Voilà enfin le grand mot prononcé, pensa Julien, c'est vers le… que je galoperai cette nuit.


CHAPITRE XXIII

LE CLERGÉ, LES BOIS, LA LIBERTÉ

    La première loi de tout être, c'est de se conserver, c'est de vivre.

    Vous semez de la ciguë et prétendez voir mûrir des épis!

MACHIAVEL.

Le grave personnage continuait; on voyait qu'il savait; il exposait avec une éloquence douce et modérée, qui plut infiniment à Julien, ces grandes vérités:

1º L'Angleterre n'a pas une guinée à notre service; l'économie et Hume y sont à la mode. Les Saints même ne nous donneront pas d'argent, et M. Brougham se moquera de nous.

2º Impossible d'obtenir plus de deux campagnes des rois de l'Europe, sans l'or anglais; et deux campagnes ne suffiront pas contre la petite bourgeoisie.

3º Nécessité de former un parti armé en France, sans quoi le principe monarchique d'Europe ne hasardera pas même ces deux campagnes.

—Le quatrième point que j'ose vous proposer comme évident est celui-ci:

Impossibilité de former un parti armé en France sans le clergé. Je vous le dis hardiment, parce que je vais vous le prouver, messieurs. Il faut tout donner au clergé.

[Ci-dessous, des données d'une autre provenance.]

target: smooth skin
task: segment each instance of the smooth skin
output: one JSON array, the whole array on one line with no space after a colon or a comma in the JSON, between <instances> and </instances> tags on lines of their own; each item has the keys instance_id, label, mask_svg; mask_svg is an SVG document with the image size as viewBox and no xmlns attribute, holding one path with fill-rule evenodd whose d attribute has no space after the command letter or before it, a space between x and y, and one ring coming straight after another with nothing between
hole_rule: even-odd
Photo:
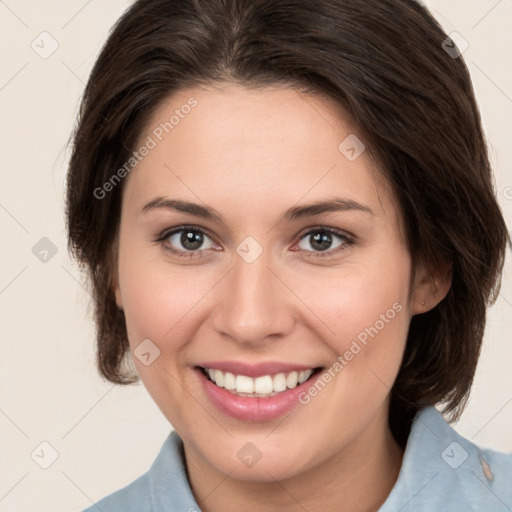
<instances>
[{"instance_id":1,"label":"smooth skin","mask_svg":"<svg viewBox=\"0 0 512 512\"><path fill-rule=\"evenodd\" d=\"M113 287L132 351L145 339L160 350L149 366L133 357L136 369L183 439L204 512L376 511L403 457L388 407L409 324L445 297L449 272L418 268L409 293L396 199L366 152L350 161L338 149L357 130L331 100L284 86L189 88L160 105L140 143L191 97L197 105L124 183ZM369 211L280 220L335 197ZM143 211L155 198L208 205L223 221ZM195 245L166 236L184 225L207 235ZM322 227L342 237L319 245ZM247 237L263 250L251 263L237 253ZM278 420L227 416L194 371L205 360L329 368L396 303L401 311L321 392ZM262 454L252 467L237 457L248 442Z\"/></svg>"}]
</instances>

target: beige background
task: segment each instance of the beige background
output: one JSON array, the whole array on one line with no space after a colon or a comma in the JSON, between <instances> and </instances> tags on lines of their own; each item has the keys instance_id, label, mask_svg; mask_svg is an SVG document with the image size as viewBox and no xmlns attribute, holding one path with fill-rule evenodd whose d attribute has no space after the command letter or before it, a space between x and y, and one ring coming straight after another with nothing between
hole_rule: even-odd
<instances>
[{"instance_id":1,"label":"beige background","mask_svg":"<svg viewBox=\"0 0 512 512\"><path fill-rule=\"evenodd\" d=\"M65 145L94 59L129 4L0 1L0 512L82 510L146 471L170 429L142 385L114 387L98 377L88 295L64 233ZM512 225L512 2L428 5L469 43L464 58ZM58 43L46 59L31 47L35 40L39 52L51 49L43 31ZM57 250L47 262L32 253L43 237ZM509 262L471 402L455 428L512 452ZM58 458L42 469L53 450Z\"/></svg>"}]
</instances>

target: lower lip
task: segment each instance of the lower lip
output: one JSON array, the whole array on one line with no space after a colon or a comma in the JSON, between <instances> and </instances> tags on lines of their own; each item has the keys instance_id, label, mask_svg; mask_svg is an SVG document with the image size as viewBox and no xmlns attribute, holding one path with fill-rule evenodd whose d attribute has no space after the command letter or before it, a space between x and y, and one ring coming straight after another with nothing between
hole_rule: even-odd
<instances>
[{"instance_id":1,"label":"lower lip","mask_svg":"<svg viewBox=\"0 0 512 512\"><path fill-rule=\"evenodd\" d=\"M279 418L300 404L299 395L312 386L321 372L293 389L269 397L244 397L219 388L199 368L194 368L208 398L221 412L244 421L269 421Z\"/></svg>"}]
</instances>

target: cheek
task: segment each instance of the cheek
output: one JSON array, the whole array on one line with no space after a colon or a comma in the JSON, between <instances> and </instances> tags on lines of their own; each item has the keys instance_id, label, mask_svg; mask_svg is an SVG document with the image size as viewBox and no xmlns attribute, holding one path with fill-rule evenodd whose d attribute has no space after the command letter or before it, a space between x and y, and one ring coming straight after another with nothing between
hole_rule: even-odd
<instances>
[{"instance_id":1,"label":"cheek","mask_svg":"<svg viewBox=\"0 0 512 512\"><path fill-rule=\"evenodd\" d=\"M156 404L177 426L190 408L190 397L181 384L184 358L200 324L201 298L211 286L191 278L190 269L171 271L161 257L158 261L148 258L147 249L130 250L128 245L124 249L119 255L119 281L132 360ZM152 343L142 344L147 339ZM146 365L140 357L147 352L151 359Z\"/></svg>"},{"instance_id":2,"label":"cheek","mask_svg":"<svg viewBox=\"0 0 512 512\"><path fill-rule=\"evenodd\" d=\"M130 262L133 268L136 262ZM162 344L163 340L179 340L186 325L187 315L193 315L194 305L205 295L197 279L191 282L185 274L163 272L158 267L145 265L126 272L120 269L123 308L130 344L150 338ZM158 341L157 341L158 340ZM166 344L166 346L169 344ZM161 349L164 348L161 346ZM172 349L172 345L167 347Z\"/></svg>"},{"instance_id":3,"label":"cheek","mask_svg":"<svg viewBox=\"0 0 512 512\"><path fill-rule=\"evenodd\" d=\"M119 285L132 350L143 339L154 340L161 348L165 334L183 316L190 287L179 275L170 276L152 251L137 243L121 227L119 245Z\"/></svg>"},{"instance_id":4,"label":"cheek","mask_svg":"<svg viewBox=\"0 0 512 512\"><path fill-rule=\"evenodd\" d=\"M326 326L323 341L340 362L338 372L343 370L340 385L354 396L382 383L383 390L390 388L396 378L410 323L409 278L408 254L397 251L372 258L371 264L347 266L335 279L317 280L307 295L308 306Z\"/></svg>"},{"instance_id":5,"label":"cheek","mask_svg":"<svg viewBox=\"0 0 512 512\"><path fill-rule=\"evenodd\" d=\"M393 325L408 325L409 278L406 257L347 267L336 276L316 280L313 292L307 295L308 305L335 339L359 338L364 342L368 331L389 332Z\"/></svg>"}]
</instances>

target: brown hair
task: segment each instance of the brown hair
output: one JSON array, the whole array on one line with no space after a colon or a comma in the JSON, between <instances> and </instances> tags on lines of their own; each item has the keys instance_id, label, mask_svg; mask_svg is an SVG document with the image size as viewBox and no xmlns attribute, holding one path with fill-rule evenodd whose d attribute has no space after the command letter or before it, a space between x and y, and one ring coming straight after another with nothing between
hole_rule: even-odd
<instances>
[{"instance_id":1,"label":"brown hair","mask_svg":"<svg viewBox=\"0 0 512 512\"><path fill-rule=\"evenodd\" d=\"M327 95L353 117L398 198L413 268L452 264L448 295L411 321L390 424L403 441L414 413L440 402L457 419L510 236L469 73L445 51L446 38L414 0L136 1L91 72L67 181L69 247L92 285L101 374L138 380L112 290L123 183L101 199L94 191L127 161L170 94L283 83Z\"/></svg>"}]
</instances>

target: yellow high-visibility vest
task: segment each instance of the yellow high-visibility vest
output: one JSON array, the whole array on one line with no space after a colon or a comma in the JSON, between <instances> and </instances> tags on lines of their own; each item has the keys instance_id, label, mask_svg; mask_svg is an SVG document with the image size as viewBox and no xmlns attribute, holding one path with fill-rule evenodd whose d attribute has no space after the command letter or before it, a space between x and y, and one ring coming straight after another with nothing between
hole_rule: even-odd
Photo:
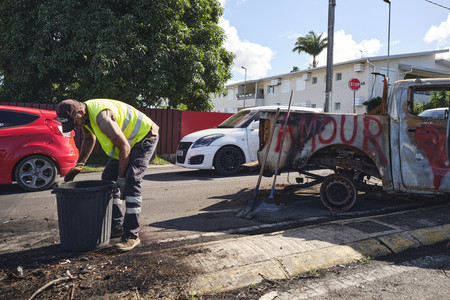
<instances>
[{"instance_id":1,"label":"yellow high-visibility vest","mask_svg":"<svg viewBox=\"0 0 450 300\"><path fill-rule=\"evenodd\" d=\"M95 134L103 151L112 158L119 159L119 150L98 127L97 115L102 110L109 109L114 113L130 148L140 142L152 128L152 120L129 104L110 99L91 99L84 104L87 106L90 122L90 126L85 126L86 129Z\"/></svg>"}]
</instances>

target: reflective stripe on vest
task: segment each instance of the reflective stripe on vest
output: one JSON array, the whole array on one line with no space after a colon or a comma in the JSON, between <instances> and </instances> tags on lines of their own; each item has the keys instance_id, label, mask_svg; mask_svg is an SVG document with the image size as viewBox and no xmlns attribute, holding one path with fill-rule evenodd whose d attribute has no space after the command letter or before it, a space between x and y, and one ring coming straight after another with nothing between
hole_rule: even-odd
<instances>
[{"instance_id":1,"label":"reflective stripe on vest","mask_svg":"<svg viewBox=\"0 0 450 300\"><path fill-rule=\"evenodd\" d=\"M130 135L128 136L128 144L133 143L133 139L136 137L136 135L139 133L139 129L141 128L142 120L144 119L144 114L141 112L138 112L138 117L136 120L136 123L133 126L133 130L131 131ZM125 117L125 121L122 124L122 132L128 127L128 124L131 122L131 118L133 117L133 109L130 105L127 106L127 114ZM108 153L108 156L112 157L114 155L114 152L116 151L116 147L113 147L111 152Z\"/></svg>"}]
</instances>

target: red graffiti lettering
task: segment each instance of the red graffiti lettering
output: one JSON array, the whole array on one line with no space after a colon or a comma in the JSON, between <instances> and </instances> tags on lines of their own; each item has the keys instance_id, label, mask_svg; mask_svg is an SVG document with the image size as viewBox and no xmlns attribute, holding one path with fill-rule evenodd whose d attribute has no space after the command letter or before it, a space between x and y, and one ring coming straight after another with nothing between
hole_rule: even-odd
<instances>
[{"instance_id":1,"label":"red graffiti lettering","mask_svg":"<svg viewBox=\"0 0 450 300\"><path fill-rule=\"evenodd\" d=\"M371 116L365 116L364 119L364 141L363 141L363 150L368 152L369 150L369 142L372 145L373 148L375 148L376 153L378 154L380 161L383 165L387 164L386 156L384 155L383 151L381 150L380 144L378 143L378 138L383 133L383 126L377 118L371 117ZM372 133L370 131L369 125L370 121L375 122L378 125L378 132Z\"/></svg>"},{"instance_id":2,"label":"red graffiti lettering","mask_svg":"<svg viewBox=\"0 0 450 300\"><path fill-rule=\"evenodd\" d=\"M304 141L310 138L315 133L317 123L317 114L314 114L312 120L309 122L309 126L306 125L306 114L302 114L300 118L300 145L299 150L303 149ZM314 152L316 150L316 139L312 139L311 150Z\"/></svg>"},{"instance_id":3,"label":"red graffiti lettering","mask_svg":"<svg viewBox=\"0 0 450 300\"><path fill-rule=\"evenodd\" d=\"M425 124L416 128L414 134L417 145L423 149L433 172L434 188L441 187L442 178L449 172L445 166L447 154L445 152L445 130L438 129L431 124Z\"/></svg>"},{"instance_id":4,"label":"red graffiti lettering","mask_svg":"<svg viewBox=\"0 0 450 300\"><path fill-rule=\"evenodd\" d=\"M283 135L284 131L284 123L286 122L287 115L284 116L283 125L280 126L280 129L278 130L278 138L277 138L277 145L275 147L275 152L278 153L281 150L281 142L284 139L285 135ZM290 119L290 117L289 117ZM286 132L289 133L291 136L292 141L294 141L294 129L292 128L292 125L289 124L289 121L287 122L288 125L286 126Z\"/></svg>"},{"instance_id":5,"label":"red graffiti lettering","mask_svg":"<svg viewBox=\"0 0 450 300\"><path fill-rule=\"evenodd\" d=\"M328 139L324 139L322 137L322 132L323 132L323 129L325 128L325 126L328 123L333 123L333 133L331 134L331 136ZM337 131L336 120L334 118L332 118L332 117L324 117L322 124L320 124L319 141L322 144L329 144L329 143L331 143L336 138L336 131Z\"/></svg>"},{"instance_id":6,"label":"red graffiti lettering","mask_svg":"<svg viewBox=\"0 0 450 300\"><path fill-rule=\"evenodd\" d=\"M344 144L350 145L350 144L353 144L353 142L355 141L355 138L356 138L356 133L357 133L357 129L358 129L358 126L357 126L358 116L353 116L353 133L352 133L352 137L349 140L347 140L345 138L345 133L344 133L345 119L346 119L346 116L342 115L341 116L341 140Z\"/></svg>"},{"instance_id":7,"label":"red graffiti lettering","mask_svg":"<svg viewBox=\"0 0 450 300\"><path fill-rule=\"evenodd\" d=\"M383 153L381 145L383 124L382 122L373 116L364 116L362 121L364 127L358 130L359 122L361 122L360 116L353 116L353 124L347 124L347 116L341 115L340 120L332 116L321 114L294 114L291 116L294 120L289 121L289 125L286 128L286 133L291 137L293 142L292 150L296 149L301 151L305 146L305 143L311 140L311 151L316 151L316 143L319 142L322 145L328 145L335 142L337 134L340 135L342 143L346 145L353 145L358 137L358 134L362 134L363 151L374 151L373 155L376 155L377 160L381 164L387 164L387 158ZM284 116L286 118L286 116ZM340 124L338 124L340 121ZM283 122L284 123L284 122ZM294 124L294 125L293 125ZM338 128L340 126L340 128ZM353 126L353 128L351 127ZM278 140L275 146L275 152L279 152L281 148L283 138L284 125L279 127ZM337 132L339 130L339 133ZM348 134L351 133L349 136ZM347 134L347 136L346 136ZM316 141L317 139L317 141ZM359 141L361 139L358 139ZM294 145L295 143L295 145Z\"/></svg>"}]
</instances>

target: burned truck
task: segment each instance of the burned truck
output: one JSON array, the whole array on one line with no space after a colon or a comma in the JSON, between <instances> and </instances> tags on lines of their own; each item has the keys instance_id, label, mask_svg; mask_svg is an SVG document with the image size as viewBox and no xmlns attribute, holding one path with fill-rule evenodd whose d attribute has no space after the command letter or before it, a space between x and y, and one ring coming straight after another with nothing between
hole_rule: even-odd
<instances>
[{"instance_id":1,"label":"burned truck","mask_svg":"<svg viewBox=\"0 0 450 300\"><path fill-rule=\"evenodd\" d=\"M263 174L299 172L300 186L321 184L322 203L335 211L349 210L358 191L450 193L448 113L414 112L417 103L431 99L448 103L449 93L450 79L402 80L391 86L389 98L385 82L382 104L367 114L263 112ZM315 170L330 172L321 176Z\"/></svg>"}]
</instances>

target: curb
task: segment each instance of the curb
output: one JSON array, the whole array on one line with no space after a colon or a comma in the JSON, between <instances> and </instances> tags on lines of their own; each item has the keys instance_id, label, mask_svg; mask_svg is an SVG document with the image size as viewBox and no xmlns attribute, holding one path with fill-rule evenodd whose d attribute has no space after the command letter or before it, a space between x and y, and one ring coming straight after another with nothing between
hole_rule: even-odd
<instances>
[{"instance_id":1,"label":"curb","mask_svg":"<svg viewBox=\"0 0 450 300\"><path fill-rule=\"evenodd\" d=\"M450 225L446 224L372 237L345 245L312 249L218 271L206 270L205 273L193 278L189 291L193 295L215 294L258 284L263 280L290 279L303 273L352 263L365 257L376 258L400 253L410 248L433 245L449 239ZM232 256L233 253L224 255ZM189 264L189 261L186 263Z\"/></svg>"}]
</instances>

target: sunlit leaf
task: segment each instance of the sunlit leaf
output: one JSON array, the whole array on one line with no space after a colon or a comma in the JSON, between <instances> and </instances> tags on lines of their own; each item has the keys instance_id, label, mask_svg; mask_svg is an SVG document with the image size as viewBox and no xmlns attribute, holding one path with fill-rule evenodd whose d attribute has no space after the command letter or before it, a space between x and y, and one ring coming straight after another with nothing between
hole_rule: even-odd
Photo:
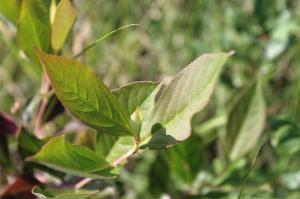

1º Parce que s'occupant de son affaire nuit et jour, et guidé par des hommes de haute capacité établis loin des orages à trois cents lieues de vos frontières…

—Ah! Rome, Rome! s'écria le maître de la maison…

—Oui, monsieur, Rome! reprit le cardinal avec fierté. Quelles que soient les plaisanteries plus ou moins ingénieuses qui furent à la mode quand vous étiez jeune, je dirai hautement, en 1830, que le clergé, guidé par Rome, parle seul au petit peuple.

Cinquante mille prêtres répètent les mêmes paroles au jour indiqué par les chefs, et le peuple, qui, après tout, fournit les soldats, sera plus touché de la voix de ses prêtres que de tous les petits vers du monde…

(Cette personnalité excita des murmures.)

—Le clergé a un génie supérieur au vôtre, reprit le cardinal en haussant la voix; tous les pas que vous avez faits vers ce point capital, avoir en France un parti armé, ont été faits par nous. Ici parurent des faits… Qui a envoyé quatre-vingt mille fusils en Vendée?… etc., etc.